Posted on:2017-11-01Degree:M.AType:Thesis
University:Old Dominion UniversityCandidate:Brooks, DeannaFull Text:PDF
GTID:2465390011987762Subject:Art history
Abstract/Summary:
When Nazism descended upon the German art world in the late 1920s and throughout the 1930s, artists were treated as an expendable group of "political undesirables." Among them was Russian painter Wassily Kandinsky (1866--1944), who experienced firsthand the political pressure placed on his career, as he attempted to visualize a weltanschauung or "world view," that involved the marriage of different types of art, media, and practices.
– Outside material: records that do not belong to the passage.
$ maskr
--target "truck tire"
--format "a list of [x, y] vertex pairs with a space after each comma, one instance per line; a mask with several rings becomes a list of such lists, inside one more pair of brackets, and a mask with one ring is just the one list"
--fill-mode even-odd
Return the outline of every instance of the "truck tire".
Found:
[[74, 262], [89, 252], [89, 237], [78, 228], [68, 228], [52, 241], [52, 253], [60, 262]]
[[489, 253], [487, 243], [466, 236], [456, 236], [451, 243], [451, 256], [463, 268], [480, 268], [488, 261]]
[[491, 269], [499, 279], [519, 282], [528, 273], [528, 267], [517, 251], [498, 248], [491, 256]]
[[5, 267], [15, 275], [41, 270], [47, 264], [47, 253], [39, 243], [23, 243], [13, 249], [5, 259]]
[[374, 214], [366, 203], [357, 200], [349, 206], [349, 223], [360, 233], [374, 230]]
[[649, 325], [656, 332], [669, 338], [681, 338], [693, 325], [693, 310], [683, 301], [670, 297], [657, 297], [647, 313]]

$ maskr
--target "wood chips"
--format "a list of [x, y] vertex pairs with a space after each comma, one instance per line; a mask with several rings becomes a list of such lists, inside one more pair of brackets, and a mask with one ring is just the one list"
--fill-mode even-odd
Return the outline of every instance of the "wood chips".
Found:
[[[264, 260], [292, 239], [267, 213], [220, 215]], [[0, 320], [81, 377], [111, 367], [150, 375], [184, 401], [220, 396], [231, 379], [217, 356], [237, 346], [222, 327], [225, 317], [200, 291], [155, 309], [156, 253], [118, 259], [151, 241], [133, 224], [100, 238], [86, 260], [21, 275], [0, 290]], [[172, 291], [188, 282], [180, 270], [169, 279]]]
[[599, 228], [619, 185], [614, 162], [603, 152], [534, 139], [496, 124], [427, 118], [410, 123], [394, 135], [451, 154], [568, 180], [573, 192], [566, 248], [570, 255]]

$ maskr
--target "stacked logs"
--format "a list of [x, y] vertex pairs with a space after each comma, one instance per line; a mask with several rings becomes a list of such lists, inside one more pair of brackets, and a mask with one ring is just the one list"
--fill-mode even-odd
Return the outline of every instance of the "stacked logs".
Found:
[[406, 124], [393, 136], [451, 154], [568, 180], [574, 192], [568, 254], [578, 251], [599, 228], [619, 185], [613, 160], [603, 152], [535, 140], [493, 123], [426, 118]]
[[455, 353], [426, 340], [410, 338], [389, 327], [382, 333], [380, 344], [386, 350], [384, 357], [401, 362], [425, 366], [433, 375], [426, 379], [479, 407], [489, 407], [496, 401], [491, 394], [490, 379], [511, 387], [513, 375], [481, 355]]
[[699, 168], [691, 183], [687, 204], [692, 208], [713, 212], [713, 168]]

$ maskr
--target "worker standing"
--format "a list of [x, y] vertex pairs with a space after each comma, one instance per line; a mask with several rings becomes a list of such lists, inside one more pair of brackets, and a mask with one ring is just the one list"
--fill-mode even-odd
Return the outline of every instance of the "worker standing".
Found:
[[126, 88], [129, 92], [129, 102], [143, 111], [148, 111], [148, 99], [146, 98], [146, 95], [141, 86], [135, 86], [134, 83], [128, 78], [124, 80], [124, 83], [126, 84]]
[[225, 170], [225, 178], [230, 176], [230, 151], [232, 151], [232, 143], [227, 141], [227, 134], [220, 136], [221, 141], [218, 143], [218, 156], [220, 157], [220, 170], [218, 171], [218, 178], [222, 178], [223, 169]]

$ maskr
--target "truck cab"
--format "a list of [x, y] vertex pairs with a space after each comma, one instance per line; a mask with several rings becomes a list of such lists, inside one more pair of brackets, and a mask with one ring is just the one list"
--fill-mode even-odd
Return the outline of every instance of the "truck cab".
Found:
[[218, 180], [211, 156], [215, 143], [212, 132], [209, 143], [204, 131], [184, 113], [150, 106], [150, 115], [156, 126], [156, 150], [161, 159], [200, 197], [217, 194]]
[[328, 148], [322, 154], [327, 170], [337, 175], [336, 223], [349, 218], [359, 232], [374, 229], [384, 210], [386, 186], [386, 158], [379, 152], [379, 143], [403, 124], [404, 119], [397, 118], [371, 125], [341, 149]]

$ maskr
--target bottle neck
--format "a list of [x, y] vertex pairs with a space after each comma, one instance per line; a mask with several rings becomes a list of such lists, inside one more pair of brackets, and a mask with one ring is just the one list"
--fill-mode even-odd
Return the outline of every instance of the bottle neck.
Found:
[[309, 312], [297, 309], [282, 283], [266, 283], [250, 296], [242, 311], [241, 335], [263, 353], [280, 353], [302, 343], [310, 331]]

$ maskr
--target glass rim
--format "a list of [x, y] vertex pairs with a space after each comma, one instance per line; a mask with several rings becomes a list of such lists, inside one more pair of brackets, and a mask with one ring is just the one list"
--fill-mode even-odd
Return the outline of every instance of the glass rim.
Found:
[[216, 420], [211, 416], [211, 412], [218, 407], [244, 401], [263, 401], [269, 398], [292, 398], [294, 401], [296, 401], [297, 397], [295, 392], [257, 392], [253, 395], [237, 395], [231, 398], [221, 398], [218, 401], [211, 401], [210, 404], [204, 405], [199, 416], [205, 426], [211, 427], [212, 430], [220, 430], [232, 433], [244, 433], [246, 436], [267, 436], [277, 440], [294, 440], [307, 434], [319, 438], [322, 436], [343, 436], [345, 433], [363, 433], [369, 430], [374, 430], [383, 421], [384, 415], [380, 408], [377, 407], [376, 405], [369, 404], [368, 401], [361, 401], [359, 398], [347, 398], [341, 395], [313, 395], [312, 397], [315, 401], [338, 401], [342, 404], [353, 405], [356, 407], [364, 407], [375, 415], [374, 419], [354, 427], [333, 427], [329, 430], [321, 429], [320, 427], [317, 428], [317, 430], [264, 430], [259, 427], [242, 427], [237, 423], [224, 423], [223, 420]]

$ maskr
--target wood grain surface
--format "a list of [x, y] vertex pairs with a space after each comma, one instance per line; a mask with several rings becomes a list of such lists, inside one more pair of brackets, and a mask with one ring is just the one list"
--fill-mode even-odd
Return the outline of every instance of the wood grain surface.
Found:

For Kandinsky the "Great Synthesis of the Arts" revealed the collective historical narrative, to which all artists contributed, and he strove to actualize this lifelong goal over the course of his teaching career at the Staatliches Bauhaus in Weimar. His push for synthesis is conveyed in Kandinsky's Black and Violet (1923), Development (1926), Fragile (1931) and Gloomy Situation (1933). Iconographical analysis of these four paintings reveals the hope for synthesis that ultimately experiences a downturn and inevitable defeat due to the rise of Nazism, the termination of Kandinsky's teaching career, and the eventual dissolution of the Bauhaus.